November 28: D.C. hit a new record-high number of coronavirus cases, reporting 371 new cases; the previous high of 335 cases was set on May 1.
November 29: Dr. Fauci warns that the U.S. may see "surge upon a surge" of the coronavirus, following Thanksgiving travel and the lack of adherence to stay-at-home guidance. AAA estimates roughly 50 million Americans took to the skies and roads.
December 11: Prince George's County bans indoor dining for one month, limits capacity on retail stores and casinos.
December 15: Montgomery County bans indoor dining and limits capacity in retail stores.
DECEMBER 2020- MARCH 2021: VACCINE DISTRIBUTION
As the end of 2020 neared, so did a light at the end of the tunnel: Vaccines. Even as the holiday season precipitated the worst spike in cases yet, vaccines began arriving. And as millions of Americans rejoiced following the FDA's Emergency Use Authorization approval of the first vaccine from Pfizer-BioNTech in December. But millions are still waiting anxiously for their turn.
December 11: The FDA authorized Pfizer-BioNTech as the first vaccine in the U.S. for emergency use, meaning distributors were given the green light to ramp up production.
December 14: The first dosages of a COVID-19 vaccine were distributed to Maryland, Virginia and D.C.
In Maryland, the first dose of vaccine in the state was administered to Shawn Hendricks, the Nursing Director of Medicine at the University of Maryland Medical Center in Baltimore. In Virginia, the first couple of doses were administered in the Hampton Roads and Richmond area.
In D.C., U.S. Secretary of Health and Human Services Alex Azar himself was present as the first doses were administered at George Washington University.
December 18: The second major vaccine, Moderna, was approved for emergency use authorization under the FDA. Americans now have two options for the vaccine.
December 30: The second round of stimulus checks, $600, starts to get sent out.
January 11: D.C. announces the District has vaccinated more people with at least one dose than had contracted the virus.

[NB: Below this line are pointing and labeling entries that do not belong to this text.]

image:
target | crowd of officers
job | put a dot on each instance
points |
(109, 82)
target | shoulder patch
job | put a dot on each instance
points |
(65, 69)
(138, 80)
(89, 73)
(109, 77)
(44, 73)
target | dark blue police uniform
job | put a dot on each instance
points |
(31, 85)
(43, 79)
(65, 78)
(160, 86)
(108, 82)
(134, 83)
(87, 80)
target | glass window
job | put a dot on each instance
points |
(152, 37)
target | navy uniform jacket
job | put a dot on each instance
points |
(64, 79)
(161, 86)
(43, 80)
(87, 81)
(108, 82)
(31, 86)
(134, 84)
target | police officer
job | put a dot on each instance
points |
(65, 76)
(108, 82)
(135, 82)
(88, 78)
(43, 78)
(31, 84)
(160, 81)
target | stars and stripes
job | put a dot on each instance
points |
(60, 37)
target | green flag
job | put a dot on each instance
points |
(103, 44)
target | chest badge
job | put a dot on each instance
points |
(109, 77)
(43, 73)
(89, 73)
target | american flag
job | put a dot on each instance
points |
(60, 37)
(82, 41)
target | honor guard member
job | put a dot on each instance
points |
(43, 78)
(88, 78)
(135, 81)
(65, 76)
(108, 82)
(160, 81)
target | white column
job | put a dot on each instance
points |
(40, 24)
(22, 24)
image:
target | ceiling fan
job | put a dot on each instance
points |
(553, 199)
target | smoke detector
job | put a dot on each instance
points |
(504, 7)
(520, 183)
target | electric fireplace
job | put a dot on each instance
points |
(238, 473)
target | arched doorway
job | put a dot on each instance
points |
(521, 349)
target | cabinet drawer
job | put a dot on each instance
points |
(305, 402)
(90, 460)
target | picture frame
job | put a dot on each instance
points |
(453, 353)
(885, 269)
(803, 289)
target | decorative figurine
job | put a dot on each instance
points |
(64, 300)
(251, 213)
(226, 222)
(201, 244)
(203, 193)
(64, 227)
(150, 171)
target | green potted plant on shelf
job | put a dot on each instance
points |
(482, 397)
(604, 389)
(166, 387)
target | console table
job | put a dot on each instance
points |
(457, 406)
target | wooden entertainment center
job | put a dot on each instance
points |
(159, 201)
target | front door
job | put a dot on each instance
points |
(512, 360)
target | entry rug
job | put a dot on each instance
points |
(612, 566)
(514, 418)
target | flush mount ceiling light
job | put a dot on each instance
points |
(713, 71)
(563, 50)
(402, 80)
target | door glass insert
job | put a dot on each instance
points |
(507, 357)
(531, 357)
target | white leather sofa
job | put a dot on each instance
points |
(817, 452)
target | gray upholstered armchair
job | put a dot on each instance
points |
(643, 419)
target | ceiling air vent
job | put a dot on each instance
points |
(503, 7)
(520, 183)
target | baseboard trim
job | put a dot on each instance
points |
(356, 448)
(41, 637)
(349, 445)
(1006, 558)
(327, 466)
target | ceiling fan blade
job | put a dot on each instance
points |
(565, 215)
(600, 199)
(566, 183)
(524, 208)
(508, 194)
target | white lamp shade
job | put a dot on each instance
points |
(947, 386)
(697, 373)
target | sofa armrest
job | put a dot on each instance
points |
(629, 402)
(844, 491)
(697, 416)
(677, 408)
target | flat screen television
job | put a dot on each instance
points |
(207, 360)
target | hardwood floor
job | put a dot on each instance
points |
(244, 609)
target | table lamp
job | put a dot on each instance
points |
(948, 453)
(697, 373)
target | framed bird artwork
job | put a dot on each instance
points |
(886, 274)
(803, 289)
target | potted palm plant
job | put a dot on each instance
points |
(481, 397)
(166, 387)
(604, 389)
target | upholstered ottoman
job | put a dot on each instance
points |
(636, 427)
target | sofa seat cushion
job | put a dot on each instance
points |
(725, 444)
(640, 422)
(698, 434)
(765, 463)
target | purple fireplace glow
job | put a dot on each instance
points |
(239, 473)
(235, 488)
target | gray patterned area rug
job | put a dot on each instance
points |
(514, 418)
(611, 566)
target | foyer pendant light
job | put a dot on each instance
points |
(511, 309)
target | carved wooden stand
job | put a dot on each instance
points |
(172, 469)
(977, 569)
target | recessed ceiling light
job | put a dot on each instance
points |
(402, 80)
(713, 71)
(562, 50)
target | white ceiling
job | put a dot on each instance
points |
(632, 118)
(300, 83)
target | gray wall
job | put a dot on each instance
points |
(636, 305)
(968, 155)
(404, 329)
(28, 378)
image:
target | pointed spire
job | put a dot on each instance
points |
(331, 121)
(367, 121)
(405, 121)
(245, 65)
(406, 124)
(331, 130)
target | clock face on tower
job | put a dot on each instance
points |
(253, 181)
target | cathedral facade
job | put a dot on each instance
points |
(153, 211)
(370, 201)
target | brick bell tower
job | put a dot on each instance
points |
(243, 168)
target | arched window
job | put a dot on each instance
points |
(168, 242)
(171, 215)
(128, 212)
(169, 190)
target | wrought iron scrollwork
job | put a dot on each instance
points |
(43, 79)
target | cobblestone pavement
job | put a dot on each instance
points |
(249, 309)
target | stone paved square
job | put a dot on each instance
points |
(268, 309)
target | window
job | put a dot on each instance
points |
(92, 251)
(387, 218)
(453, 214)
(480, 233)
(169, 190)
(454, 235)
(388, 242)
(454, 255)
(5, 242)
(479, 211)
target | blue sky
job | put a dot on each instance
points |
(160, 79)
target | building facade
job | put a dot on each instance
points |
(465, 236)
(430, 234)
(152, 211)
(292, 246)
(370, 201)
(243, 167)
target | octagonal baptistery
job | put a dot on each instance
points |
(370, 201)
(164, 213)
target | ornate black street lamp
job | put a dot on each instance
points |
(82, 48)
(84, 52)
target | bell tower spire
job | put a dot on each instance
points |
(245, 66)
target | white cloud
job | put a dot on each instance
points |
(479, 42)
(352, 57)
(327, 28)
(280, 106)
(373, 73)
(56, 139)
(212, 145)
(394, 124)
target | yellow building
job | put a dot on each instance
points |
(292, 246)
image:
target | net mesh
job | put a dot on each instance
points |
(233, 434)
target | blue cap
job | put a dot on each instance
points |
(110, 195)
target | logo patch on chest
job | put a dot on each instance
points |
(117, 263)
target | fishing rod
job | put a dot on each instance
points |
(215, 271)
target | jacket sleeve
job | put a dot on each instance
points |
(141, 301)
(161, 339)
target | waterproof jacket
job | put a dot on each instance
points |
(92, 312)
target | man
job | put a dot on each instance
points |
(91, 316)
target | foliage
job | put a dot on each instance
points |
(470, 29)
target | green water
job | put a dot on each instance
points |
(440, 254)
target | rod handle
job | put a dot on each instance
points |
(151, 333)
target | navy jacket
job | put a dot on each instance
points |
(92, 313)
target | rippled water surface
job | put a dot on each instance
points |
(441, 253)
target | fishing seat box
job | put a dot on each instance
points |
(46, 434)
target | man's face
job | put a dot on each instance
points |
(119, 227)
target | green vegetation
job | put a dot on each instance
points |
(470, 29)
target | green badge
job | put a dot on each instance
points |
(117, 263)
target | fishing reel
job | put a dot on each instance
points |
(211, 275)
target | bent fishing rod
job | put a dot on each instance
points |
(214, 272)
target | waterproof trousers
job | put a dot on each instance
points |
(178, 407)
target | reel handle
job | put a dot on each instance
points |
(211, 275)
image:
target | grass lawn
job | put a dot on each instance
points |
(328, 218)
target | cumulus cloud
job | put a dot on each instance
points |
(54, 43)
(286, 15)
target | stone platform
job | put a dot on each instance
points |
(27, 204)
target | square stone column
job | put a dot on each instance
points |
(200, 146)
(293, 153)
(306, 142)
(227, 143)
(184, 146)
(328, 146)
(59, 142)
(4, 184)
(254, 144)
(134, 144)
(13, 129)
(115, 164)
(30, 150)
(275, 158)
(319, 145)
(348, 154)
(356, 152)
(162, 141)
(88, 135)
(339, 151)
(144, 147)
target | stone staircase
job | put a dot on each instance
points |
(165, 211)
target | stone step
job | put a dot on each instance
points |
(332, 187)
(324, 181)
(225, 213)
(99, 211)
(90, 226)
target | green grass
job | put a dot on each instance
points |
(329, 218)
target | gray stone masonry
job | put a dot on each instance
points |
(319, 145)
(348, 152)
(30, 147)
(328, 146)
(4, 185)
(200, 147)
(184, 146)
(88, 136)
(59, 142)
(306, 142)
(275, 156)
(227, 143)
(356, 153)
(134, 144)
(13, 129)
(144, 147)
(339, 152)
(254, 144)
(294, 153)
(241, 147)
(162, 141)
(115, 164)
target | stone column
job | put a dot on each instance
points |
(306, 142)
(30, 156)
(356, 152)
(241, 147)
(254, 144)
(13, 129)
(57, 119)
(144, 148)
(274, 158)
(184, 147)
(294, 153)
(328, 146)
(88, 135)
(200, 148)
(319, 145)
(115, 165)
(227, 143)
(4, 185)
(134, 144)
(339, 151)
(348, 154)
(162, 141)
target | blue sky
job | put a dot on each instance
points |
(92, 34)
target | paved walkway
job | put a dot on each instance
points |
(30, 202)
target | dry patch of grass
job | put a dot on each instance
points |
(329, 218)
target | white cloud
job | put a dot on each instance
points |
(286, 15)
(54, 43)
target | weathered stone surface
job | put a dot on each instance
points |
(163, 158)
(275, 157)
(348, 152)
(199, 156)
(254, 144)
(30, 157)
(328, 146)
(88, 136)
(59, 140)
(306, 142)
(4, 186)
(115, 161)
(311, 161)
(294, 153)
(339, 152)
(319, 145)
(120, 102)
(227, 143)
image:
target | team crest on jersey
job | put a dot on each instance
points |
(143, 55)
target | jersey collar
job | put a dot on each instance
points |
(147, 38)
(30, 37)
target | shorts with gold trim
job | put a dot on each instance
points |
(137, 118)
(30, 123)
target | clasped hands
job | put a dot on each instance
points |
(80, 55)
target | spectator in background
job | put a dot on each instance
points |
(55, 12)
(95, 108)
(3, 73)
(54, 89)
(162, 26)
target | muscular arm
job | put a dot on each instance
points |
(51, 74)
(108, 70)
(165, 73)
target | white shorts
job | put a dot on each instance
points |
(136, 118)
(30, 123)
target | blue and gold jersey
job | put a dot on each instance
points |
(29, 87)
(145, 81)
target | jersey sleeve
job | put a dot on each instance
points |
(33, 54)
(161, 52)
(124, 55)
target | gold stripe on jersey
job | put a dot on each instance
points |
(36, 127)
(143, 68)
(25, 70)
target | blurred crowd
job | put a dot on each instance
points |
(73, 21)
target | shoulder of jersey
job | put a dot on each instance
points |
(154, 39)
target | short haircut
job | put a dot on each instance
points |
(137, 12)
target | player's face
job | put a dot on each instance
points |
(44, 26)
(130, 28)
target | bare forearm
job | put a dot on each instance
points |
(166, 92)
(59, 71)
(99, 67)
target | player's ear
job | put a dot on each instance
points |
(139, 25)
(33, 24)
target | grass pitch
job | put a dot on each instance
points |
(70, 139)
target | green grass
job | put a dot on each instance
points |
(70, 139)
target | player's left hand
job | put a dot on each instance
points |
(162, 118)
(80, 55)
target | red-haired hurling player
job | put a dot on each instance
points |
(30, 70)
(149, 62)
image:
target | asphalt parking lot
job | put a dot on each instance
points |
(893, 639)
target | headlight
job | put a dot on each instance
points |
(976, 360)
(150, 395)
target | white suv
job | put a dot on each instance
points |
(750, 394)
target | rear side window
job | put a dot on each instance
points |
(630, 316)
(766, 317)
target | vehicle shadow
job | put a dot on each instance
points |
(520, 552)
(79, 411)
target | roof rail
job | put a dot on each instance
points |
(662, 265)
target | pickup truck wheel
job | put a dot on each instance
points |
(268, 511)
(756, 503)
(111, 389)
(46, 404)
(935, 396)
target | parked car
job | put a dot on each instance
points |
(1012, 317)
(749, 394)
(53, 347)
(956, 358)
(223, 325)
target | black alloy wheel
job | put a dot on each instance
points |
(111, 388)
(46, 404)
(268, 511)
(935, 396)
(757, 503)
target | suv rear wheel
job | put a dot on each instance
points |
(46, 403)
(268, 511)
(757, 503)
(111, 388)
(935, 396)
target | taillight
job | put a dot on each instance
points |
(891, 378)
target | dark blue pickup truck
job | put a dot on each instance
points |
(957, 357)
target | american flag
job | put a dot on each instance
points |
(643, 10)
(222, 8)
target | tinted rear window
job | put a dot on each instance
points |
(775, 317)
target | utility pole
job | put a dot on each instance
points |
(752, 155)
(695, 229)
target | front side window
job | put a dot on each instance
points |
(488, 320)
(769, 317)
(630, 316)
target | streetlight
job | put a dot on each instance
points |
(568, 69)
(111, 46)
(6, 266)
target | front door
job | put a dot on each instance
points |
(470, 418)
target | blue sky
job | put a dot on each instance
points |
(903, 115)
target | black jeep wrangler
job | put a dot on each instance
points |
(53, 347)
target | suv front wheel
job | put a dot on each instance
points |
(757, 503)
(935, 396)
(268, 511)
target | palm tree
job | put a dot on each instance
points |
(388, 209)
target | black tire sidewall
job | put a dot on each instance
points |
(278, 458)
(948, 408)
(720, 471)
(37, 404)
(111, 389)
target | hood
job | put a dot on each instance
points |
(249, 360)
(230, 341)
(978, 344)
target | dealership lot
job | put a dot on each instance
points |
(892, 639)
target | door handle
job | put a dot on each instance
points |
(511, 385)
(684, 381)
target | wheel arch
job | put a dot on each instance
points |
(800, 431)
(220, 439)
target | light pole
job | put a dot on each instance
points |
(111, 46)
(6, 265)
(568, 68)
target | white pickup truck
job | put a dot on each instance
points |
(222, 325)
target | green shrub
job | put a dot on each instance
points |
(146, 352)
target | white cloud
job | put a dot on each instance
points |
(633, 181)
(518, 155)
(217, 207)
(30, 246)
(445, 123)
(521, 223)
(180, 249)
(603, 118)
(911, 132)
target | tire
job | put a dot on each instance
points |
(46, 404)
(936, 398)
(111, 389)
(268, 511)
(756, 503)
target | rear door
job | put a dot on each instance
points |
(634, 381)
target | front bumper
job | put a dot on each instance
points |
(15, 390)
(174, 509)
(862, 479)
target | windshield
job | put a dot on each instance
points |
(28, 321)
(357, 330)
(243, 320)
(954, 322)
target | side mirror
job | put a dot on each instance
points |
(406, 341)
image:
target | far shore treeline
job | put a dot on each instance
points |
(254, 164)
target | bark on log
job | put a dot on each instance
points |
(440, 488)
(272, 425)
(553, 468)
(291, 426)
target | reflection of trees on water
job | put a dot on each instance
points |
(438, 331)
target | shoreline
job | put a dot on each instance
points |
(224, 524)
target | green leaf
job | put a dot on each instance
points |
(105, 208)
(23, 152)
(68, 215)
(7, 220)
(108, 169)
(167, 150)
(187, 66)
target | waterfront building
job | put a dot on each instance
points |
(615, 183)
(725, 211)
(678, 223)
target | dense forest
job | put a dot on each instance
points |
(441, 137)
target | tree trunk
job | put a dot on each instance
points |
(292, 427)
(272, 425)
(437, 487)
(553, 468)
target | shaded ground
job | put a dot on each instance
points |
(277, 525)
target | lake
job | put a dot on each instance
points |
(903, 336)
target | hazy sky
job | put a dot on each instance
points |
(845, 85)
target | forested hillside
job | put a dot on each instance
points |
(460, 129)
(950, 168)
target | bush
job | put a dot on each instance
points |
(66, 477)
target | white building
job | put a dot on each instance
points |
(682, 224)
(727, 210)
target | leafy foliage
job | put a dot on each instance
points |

January 20: Joe Biden was sworn in as the 46th President of the United States, promising a "ramped up production" in vaccine distribution as part of his role as president. He announces the "American Rescue Plan", which details significant funding to research, testing facilities and scale-up supply production, as well as a hope to reopen a majority of K-8 schools nationwide in the first 100 days of office.
January 21: Gov. Hogan says he wants all Maryland schools reopened for in-person learning by March 1.
February 2: DCPS reopens for in-person learning for thousands of teachers and students for the first time.
February 5: Gov. Northam sets March 15 deadline for return to in-person learning in Virginia, says teacher vaccinations will be available for all who want it.
February 14: Virginia announces the commonwealth has now vaccinated one million people with at least one dose of a vaccine.
February 19: Maryland announces it has administered its one-millionth dose of the vaccine.
February 27: The FDA approves the one-shot Johnson & Johnson vaccine, making it the third major vaccine on the market.
March 3: President Joe Biden makes public remarks that a vast majority of Americans should be vaccinated by the end of May, an increase from his original timeline of July.
Now, exactly one year after the first case of COVID-19 in the DMV, the United States has three major vaccines authorized for emergency use and available on the market: Pfizer, Moderna and the newly-released one-shot Johnson & Johnson dose, with more awaiting approval.
Despite the increased rollout of these new vaccines, the last few months of distribution have been far from smooth around the District and the United States. Massive shortages, differing state parameters on who qualifies and when, and unequal distribution—toppled with hesitancy to even get the shot — have left many confused about when and how they can get their chance.